A Conditional Fee Agreement (CFA) is a contract where a solicitor agrees to be paid only if the case is successful, often called a "no win, no fee" agreement.

Key Term: conditional fee agreement (CFA)
An agreement where the solicitor’s fee is payable only if the client’s case succeeds, with a possible success fee uplift.

Key Term: success fee
An additional fee (up to a statutory cap) payable to the solicitor under a CFA if the case is successful.

Key Term: LASPO 2012
The Legal Aid, Sentencing and Punishment of Offenders Act 2012, which changed the rules on recoverability of success fees and ATE premiums.

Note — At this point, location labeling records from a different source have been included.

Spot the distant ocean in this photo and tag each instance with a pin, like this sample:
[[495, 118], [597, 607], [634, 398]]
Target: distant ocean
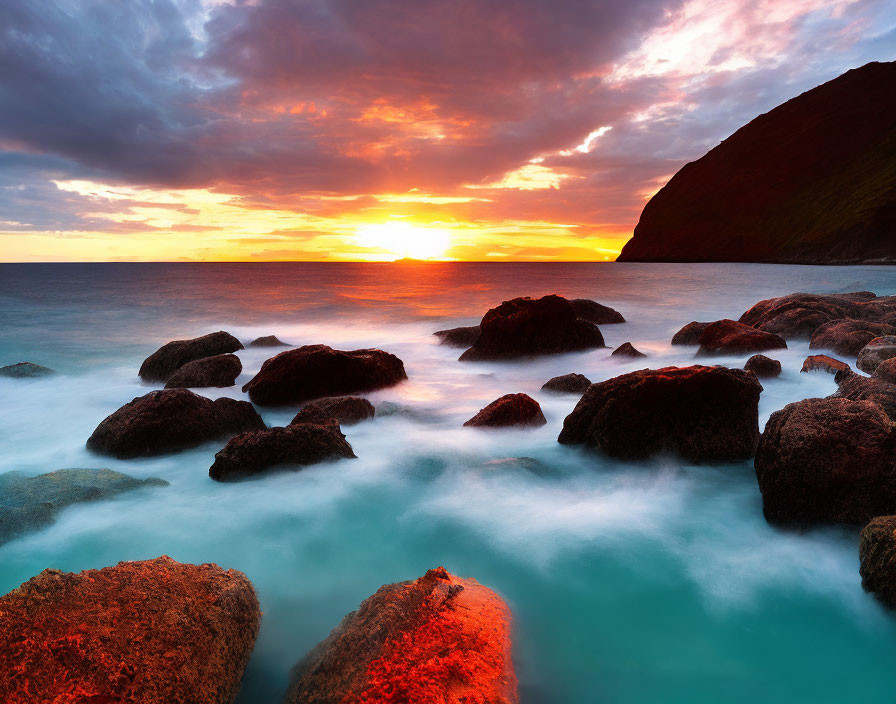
[[630, 583]]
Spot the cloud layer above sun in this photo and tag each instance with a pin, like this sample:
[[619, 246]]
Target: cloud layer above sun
[[347, 130]]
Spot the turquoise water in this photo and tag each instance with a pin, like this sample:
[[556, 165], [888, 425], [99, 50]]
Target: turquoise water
[[629, 582]]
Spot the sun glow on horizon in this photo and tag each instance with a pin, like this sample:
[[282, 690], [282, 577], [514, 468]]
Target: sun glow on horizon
[[402, 240]]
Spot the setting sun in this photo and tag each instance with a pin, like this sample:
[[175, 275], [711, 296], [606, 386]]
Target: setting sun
[[400, 240]]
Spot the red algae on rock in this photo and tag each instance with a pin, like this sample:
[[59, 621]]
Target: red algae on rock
[[150, 632], [440, 639]]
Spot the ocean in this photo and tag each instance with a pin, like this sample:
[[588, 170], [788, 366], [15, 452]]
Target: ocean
[[630, 582]]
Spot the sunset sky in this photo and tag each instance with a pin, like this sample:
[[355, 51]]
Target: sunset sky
[[374, 129]]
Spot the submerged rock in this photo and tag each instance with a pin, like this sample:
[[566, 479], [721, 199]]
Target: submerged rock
[[596, 313], [731, 337], [877, 559], [345, 410], [827, 460], [315, 371], [526, 327], [509, 410], [168, 421], [704, 414], [268, 341], [823, 363], [567, 384], [162, 363], [30, 503], [847, 336], [763, 367], [626, 350], [294, 446], [218, 371], [153, 632], [875, 352], [458, 337], [25, 370], [440, 639], [690, 333]]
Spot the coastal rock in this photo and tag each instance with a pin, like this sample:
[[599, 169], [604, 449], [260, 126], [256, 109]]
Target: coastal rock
[[763, 367], [162, 363], [153, 632], [875, 352], [440, 639], [731, 337], [690, 333], [527, 326], [704, 414], [315, 371], [827, 460], [626, 350], [345, 410], [877, 559], [168, 421], [458, 337], [596, 313], [823, 363], [568, 384], [509, 410], [25, 370], [847, 336], [808, 182], [218, 371], [268, 341], [886, 371], [294, 446], [861, 388], [30, 503]]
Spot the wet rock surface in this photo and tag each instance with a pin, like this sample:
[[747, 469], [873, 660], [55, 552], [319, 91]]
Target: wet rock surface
[[439, 638], [218, 371], [509, 410], [316, 371], [31, 503], [294, 446], [154, 632], [168, 421], [162, 363], [703, 414]]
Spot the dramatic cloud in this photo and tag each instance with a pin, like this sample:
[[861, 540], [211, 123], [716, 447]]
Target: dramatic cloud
[[289, 128]]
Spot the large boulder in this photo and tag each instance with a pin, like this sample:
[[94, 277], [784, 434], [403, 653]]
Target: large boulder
[[595, 312], [763, 367], [219, 371], [875, 352], [30, 503], [690, 333], [315, 371], [25, 370], [292, 447], [877, 559], [153, 632], [525, 327], [847, 336], [168, 421], [731, 337], [704, 414], [458, 337], [567, 384], [345, 410], [827, 460], [440, 639], [162, 363], [509, 410]]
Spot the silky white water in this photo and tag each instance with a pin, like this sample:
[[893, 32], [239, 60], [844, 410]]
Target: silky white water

CFAs are governed by s58 Courts and Legal Services Act 1990. To be enforceable, a CFA must be in writing and state the success fee as a percentage uplift on base costs, together with the definition of “success” for the matter. “Discounted” CFAs are common, where the solicitor charges a reduced hourly rate if the case fails, with full base costs and a success fee if it succeeds.

Post-LASPO 2012:

  • success fees are generally not recoverable from the opponent; they are payable by the client from damages if the case succeeds
  • a statutory cap applies in personal injury claims: the client’s liability for the success fee is capped at 25% of damages for pain, suffering, and loss of amenity plus past financial losses (excluding future losses). The success fee cannot exceed 100% of base costs in any case
  • ATE insurance premiums are generally not recoverable inter partes (with a limited exception for the portion of the premium relating to expert reports in clinical negligence proceedings)
  • CFAs are not permitted in most family proceedings.

Practical points:

  • disbursements (court fees, expert reports, counsel’s fees) are usually payable by the client whether the case wins or loses, unless covered by insurance or other funding
  • if the client wins, the opponent may be ordered to pay costs assessed on the standard basis. The client remains liable to their solicitor for the full bill; inter partes costs recovered are credited, and the client pays any shortfall plus the success fee
  • if the client loses, the client typically pays no base costs to their solicitor under a full “no win, no fee” CFAs. However, they may still be liable for opponent’s costs and their own disbursements. ATE cover is often advisable to protect against adverse costs.

Key Features (CFAs)

  • The success fee is capped (e.g., 25% of damages in personal injury claims).
  • Since LASPO 2012, the success fee is paid by the client from damages, not by the losing party.
  • Disbursements (e.g., court fees, expert reports) are usually payable by the client, win or lose, unless covered by insurance.
  • CFAs must be in writing and define “success”; if unenforceable, the client may not have to pay the solicitor’s fees.
  • ATE insurance is commonly paired with CFAs to protect against adverse costs; premiums are usually deferred and contingent on success, but generally not recoverable from the opponent.

Worked Example 1.2

A solicitor agrees to act for a client in a personal injury claim under a CFA. The solicitor’s normal fee would be £2,000. The CFA provides for a 25% success fee. The client wins £10,000 in damages.

Answer:
The solicitor is entitled to £2,000 plus a £500 success fee (25% of £2,000). The success fee is paid from the damages. The client receives £9,500 after paying the solicitor’s total fee.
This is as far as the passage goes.